[
https://issues.apache.org/jira/browse/HIVE-2065?page=com.atlassian.jira.plugin.system.issuetabpanels:comment-tabpanel&focusedCommentId=13071330#comment-13071330
]
John Sichi commented on HIVE-2065:
----------------------------------
This one has been sitting in Patch Available queue for a while...are there
issues that still need to be resolved?
> RCFile issues
> -------------
>
> Key: HIVE-2065
> URL: https://issues.apache.org/jira/browse/HIVE-2065
> Project: Hive
> Issue Type: Bug
> Reporter: Krishna Kumar
> Assignee: Krishna Kumar
> Priority: Minor
> Attachments: HIVE.2065.patch.0.txt, HIVE.2065.patch.1.txt,
> Slide1.png, proposal.png
>
>
> Some potential issues with RCFile
> 1. Remove unwanted synchronized modifiers on the methods of RCFile. As per
> yongqiang he, the class is not meant to be thread-safe (and it is not). Might
> as well get rid of the confusing and performance-impacting lock acquisitions.
> 2. Record Length overstated for compressed files.

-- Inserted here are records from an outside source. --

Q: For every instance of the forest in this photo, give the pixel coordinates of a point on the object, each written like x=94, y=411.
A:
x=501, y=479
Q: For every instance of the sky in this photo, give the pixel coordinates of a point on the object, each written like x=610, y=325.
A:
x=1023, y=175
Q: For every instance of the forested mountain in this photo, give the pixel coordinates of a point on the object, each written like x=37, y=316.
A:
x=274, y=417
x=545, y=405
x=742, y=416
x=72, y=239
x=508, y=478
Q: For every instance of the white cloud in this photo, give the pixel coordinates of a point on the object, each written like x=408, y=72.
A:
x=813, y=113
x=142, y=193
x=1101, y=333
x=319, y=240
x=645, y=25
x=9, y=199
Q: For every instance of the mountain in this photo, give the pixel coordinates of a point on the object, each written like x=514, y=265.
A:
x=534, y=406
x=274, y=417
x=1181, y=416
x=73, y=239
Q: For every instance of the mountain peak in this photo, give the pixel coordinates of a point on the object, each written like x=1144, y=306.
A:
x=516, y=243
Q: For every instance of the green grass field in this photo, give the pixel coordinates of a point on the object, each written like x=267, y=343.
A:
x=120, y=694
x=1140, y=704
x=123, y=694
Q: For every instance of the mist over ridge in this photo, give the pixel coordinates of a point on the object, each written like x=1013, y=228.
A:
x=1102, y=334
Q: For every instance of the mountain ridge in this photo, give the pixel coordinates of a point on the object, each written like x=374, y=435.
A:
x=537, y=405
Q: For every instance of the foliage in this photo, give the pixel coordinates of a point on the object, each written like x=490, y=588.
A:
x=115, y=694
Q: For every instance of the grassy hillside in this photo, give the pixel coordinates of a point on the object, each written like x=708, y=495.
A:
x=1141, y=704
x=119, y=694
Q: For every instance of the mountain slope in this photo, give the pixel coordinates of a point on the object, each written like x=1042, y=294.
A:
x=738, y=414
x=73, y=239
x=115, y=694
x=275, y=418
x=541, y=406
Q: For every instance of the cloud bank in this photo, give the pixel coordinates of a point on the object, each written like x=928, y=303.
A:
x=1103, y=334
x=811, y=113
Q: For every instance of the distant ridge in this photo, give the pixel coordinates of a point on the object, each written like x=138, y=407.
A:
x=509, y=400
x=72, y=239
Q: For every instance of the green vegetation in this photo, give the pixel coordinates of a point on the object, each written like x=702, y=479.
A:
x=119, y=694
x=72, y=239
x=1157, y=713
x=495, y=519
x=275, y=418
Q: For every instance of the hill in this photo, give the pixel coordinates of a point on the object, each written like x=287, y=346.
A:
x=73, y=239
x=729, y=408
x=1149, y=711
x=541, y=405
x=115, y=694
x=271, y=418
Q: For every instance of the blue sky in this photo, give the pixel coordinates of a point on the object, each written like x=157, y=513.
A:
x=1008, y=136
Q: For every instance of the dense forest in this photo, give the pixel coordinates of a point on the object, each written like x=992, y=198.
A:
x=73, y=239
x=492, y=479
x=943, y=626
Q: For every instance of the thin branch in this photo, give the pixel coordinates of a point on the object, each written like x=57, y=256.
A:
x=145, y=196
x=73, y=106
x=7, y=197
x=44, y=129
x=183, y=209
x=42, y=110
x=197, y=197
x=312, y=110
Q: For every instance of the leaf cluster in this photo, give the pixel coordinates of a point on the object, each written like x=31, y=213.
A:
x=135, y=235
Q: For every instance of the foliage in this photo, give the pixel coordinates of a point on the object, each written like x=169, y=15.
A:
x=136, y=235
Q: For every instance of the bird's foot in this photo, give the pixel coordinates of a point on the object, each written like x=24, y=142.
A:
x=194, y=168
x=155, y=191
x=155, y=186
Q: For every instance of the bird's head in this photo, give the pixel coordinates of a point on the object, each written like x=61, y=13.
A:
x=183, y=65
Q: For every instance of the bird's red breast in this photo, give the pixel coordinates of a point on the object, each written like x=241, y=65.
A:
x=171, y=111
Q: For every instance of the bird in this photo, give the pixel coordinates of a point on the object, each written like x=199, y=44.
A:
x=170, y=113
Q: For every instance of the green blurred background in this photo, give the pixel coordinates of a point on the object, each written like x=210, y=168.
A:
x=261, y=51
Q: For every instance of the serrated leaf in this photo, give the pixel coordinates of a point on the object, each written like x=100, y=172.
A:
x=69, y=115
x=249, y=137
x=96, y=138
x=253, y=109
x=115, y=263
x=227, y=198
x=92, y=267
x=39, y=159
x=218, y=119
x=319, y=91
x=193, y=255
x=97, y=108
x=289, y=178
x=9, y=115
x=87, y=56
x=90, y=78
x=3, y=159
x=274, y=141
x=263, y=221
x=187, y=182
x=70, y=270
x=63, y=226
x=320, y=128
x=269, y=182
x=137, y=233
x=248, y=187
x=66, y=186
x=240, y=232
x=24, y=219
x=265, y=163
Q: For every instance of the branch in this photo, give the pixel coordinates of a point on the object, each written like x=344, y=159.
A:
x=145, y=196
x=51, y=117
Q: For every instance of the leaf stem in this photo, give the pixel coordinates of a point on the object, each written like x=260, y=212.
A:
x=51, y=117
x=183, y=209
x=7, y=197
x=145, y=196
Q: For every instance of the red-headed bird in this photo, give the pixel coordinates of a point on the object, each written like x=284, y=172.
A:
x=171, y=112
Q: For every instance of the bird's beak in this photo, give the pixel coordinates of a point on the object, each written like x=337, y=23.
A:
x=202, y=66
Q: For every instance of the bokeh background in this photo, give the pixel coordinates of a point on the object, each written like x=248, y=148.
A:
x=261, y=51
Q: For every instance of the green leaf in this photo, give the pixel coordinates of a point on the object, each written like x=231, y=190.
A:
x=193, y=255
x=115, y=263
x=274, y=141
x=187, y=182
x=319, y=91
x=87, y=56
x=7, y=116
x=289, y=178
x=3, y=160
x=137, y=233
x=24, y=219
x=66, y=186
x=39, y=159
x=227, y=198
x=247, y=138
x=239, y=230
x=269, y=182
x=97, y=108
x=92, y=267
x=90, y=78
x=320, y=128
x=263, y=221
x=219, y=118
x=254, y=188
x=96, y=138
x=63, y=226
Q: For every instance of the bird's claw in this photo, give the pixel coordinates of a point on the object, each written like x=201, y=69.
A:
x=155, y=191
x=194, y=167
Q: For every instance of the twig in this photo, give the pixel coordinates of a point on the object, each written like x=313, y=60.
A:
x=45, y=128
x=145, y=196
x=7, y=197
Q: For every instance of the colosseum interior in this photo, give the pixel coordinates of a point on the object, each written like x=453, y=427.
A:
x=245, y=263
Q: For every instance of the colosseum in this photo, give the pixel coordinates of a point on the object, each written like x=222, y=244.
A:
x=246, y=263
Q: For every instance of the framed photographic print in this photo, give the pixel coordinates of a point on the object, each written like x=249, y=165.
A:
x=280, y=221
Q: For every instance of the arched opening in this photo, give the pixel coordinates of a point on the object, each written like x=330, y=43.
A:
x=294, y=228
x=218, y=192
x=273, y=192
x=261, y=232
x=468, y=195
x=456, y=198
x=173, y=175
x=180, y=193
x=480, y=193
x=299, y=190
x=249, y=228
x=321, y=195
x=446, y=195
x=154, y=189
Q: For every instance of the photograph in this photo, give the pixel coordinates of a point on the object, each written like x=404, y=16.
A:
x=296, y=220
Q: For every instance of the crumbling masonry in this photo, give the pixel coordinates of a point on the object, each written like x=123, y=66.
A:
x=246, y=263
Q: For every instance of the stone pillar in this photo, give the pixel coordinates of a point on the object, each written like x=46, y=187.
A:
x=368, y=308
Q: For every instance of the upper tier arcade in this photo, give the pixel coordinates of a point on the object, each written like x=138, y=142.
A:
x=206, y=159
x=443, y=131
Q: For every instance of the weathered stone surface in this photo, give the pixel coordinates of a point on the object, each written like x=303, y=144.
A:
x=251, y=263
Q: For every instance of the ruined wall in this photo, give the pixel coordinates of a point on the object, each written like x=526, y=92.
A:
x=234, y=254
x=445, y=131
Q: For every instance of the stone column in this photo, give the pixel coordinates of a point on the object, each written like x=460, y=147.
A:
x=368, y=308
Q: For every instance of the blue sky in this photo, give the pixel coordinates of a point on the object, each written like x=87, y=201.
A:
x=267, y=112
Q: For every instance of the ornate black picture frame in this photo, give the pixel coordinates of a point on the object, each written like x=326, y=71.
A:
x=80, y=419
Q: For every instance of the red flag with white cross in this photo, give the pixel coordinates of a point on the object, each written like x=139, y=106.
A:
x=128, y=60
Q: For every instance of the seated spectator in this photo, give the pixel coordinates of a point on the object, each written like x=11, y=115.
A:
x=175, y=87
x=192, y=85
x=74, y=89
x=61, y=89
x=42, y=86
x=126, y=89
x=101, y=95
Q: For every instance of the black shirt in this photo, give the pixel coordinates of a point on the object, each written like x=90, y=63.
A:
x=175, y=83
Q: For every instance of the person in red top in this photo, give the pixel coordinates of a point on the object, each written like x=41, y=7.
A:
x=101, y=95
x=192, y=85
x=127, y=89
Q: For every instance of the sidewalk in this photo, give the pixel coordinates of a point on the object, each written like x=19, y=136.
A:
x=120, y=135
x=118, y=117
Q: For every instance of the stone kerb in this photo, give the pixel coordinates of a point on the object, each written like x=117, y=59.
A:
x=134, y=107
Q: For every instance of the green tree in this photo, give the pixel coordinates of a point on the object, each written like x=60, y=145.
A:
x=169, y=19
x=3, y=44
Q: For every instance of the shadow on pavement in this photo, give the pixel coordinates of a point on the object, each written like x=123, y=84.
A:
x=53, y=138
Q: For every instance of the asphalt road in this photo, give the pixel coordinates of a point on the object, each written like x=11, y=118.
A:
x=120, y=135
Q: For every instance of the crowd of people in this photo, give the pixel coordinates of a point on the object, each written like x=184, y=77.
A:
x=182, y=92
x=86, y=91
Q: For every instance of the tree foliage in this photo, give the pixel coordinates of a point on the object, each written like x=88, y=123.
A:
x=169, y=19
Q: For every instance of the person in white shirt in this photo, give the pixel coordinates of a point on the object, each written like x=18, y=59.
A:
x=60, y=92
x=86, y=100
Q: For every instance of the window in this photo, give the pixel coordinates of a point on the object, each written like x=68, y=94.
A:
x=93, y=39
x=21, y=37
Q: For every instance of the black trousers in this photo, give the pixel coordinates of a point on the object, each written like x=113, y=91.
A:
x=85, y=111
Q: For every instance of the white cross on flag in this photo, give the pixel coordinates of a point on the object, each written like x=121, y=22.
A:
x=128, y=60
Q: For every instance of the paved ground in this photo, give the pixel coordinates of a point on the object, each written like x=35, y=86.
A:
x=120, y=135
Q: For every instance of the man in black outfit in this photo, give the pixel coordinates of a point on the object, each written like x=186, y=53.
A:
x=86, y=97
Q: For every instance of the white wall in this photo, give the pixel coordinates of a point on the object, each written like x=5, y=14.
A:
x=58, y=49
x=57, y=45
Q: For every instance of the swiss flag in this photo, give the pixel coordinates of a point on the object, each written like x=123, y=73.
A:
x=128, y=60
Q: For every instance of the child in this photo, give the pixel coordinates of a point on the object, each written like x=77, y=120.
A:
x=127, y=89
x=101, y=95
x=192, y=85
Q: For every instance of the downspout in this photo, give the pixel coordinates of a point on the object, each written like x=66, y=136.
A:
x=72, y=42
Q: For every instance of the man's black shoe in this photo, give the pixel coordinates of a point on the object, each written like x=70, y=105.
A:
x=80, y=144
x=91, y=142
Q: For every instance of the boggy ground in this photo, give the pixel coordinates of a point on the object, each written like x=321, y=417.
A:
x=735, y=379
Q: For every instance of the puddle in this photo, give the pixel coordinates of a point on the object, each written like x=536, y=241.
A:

IIUC, the key compression
> happens after we have written the record length.
> {code}
> int keyLength = key.getSize();
> if (keyLength < 0) {
> throw new IOException("negative length keys not allowed: " + key);
> }
> out.writeInt(keyLength + valueLength); // total record length
> out.writeInt(keyLength); // key portion length
> if (!isCompressed()) {
> out.writeInt(keyLength);
> key.write(out); // key
> } else {
> keyCompressionBuffer.reset();
> keyDeflateFilter.resetState();
> key.write(keyDeflateOut);
> keyDeflateOut.flush();
> keyDeflateFilter.finish();
> int compressedKeyLen = keyCompressionBuffer.getLength();
> out.writeInt(compressedKeyLen);
> out.write(keyCompressionBuffer.getData(), 0, compressedKeyLen);
> }
> {code}
> 3. For sequence file compatibility, the compressed key length should be the
> next field to record length, not the uncompressed key length.
--
This message is automatically generated by JIRA.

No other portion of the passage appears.